Anybody who has ever suffered the "wrath" of periods will testify they are not quite the pleasant experience. In fact, they are never fun.
And while for some reason evolution decided nothing less than four days was justifiable to confirm that a woman is not pregnant, sometimes things get a little out of hand and a lot more unbearable. Nutritionist and hormone specialist Alisa Vitti claims this happens mostly in the month of January.
"It's a pattern I've observed over the past two decades," Vitti, founder of hormone advice centre Flo Living, explained to Daily Mail Online. "Over the holidays, there are so many things which disrupt our endocrine system, leading up to that January period.
"Many of us are travelling, you have disrupted sleep because of all the parties and family events, you're also trying to finish things up at work which is stressful. On top of that you're eating a lot of sugar and carbs, which are endocrine-disruptive.
"All of that is depleting the levels of essential micronutrients you need in your body to balance your hormones. By the time you reach January, your hormone system is way more off-balance than usual, which means PMS and cramps are much worse."
And resonating with everyone's emotions, she mentioned: "This precisely the time that you want to start the year fresh and when you're feeling this way it's really hard. You shouldn't expect garden-variety PMS, expect it to be worse in January."
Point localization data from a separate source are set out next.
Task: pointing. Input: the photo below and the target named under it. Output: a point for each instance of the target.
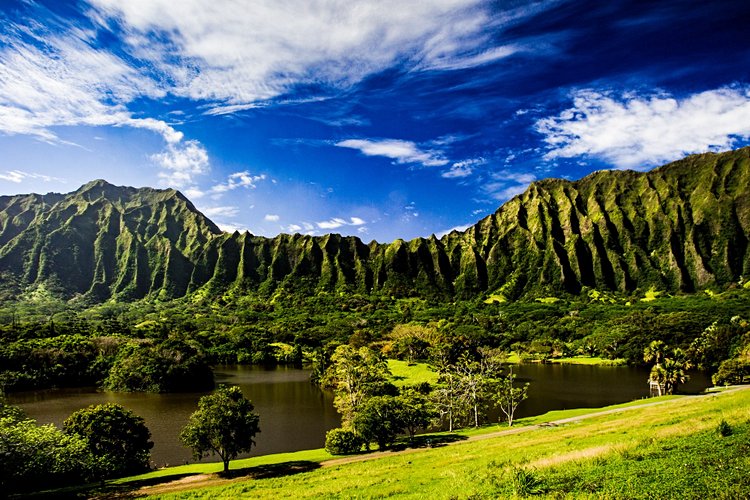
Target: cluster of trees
(156, 346)
(374, 410)
(95, 443)
(107, 440)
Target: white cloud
(238, 55)
(237, 180)
(18, 176)
(505, 184)
(182, 162)
(398, 150)
(194, 193)
(463, 168)
(62, 81)
(338, 222)
(230, 227)
(331, 224)
(633, 130)
(221, 211)
(460, 229)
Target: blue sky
(381, 119)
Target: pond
(295, 415)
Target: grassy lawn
(670, 450)
(585, 360)
(410, 373)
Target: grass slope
(668, 450)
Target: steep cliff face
(679, 227)
(104, 241)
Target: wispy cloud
(236, 180)
(463, 168)
(507, 184)
(398, 150)
(338, 222)
(182, 162)
(221, 211)
(633, 130)
(293, 43)
(18, 176)
(460, 229)
(50, 79)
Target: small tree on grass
(223, 425)
(116, 436)
(508, 397)
(379, 419)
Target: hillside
(664, 448)
(679, 227)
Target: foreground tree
(508, 397)
(416, 410)
(356, 374)
(669, 367)
(379, 419)
(116, 436)
(34, 457)
(223, 425)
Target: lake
(295, 415)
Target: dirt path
(206, 480)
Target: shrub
(342, 442)
(724, 429)
(732, 371)
(526, 483)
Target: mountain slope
(679, 227)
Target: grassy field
(404, 373)
(669, 450)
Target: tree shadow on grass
(273, 470)
(429, 441)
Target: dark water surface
(295, 415)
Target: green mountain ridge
(680, 227)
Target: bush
(525, 483)
(116, 436)
(732, 371)
(724, 429)
(342, 442)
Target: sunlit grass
(664, 450)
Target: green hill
(680, 227)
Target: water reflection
(295, 415)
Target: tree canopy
(223, 425)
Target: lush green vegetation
(679, 448)
(118, 439)
(224, 424)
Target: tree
(417, 411)
(669, 366)
(223, 425)
(115, 435)
(508, 397)
(356, 374)
(379, 419)
(34, 457)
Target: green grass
(409, 374)
(585, 360)
(669, 450)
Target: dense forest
(134, 289)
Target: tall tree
(223, 425)
(115, 435)
(508, 396)
(356, 374)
Vitti explained that the major reasons behind the exceedingly painful January periods are holiday stress and exhaustion and of course the change in diet around the festive season that just passes by.
"Ultimately, all of the activities and dinners over the holidays drain your micronutrient source and can make the deficiency much worse — so by the time you hit the January luteal phase, you're going to really feel it," she claimed.
Also, women with uterine conditions and those on birth-control pills experience it much worse.
Women suffering from conditions like endometriosis (when the womb lining breaks off and attaches to other organs), polycystic ovary sydrome (PCOS, which involves enlarged ovaries covered in small cysts), and fibroids (non-cancerous growths in the uterus) have it worse.
And "if you're on the pill or any other kind of synthetic birth control, all of these are already depleting your micronutrients," Vitti said. "Every single day that you take that medication depletes your micronutrients. That's why you need to take extra care to be getting extra micronutrients so that you're not consistently deficient."
But combating the January blues when it comes to a terrible period is not that hard either. Vitti has launched her own line of daily hormone-replenishing nutrients and suggests women to take five pills daily.
Diet plays a huge role, too. "For you to live at your most vibrant level at any stage, you have to feed yourself the things that nurture and protect what makes you uniquely female — your hormones," she wrote on her website.
Yoga and light exercise are also recommended measures as they help crush cortisol levels to ease cramps and stress during the particularly insufferable January periods.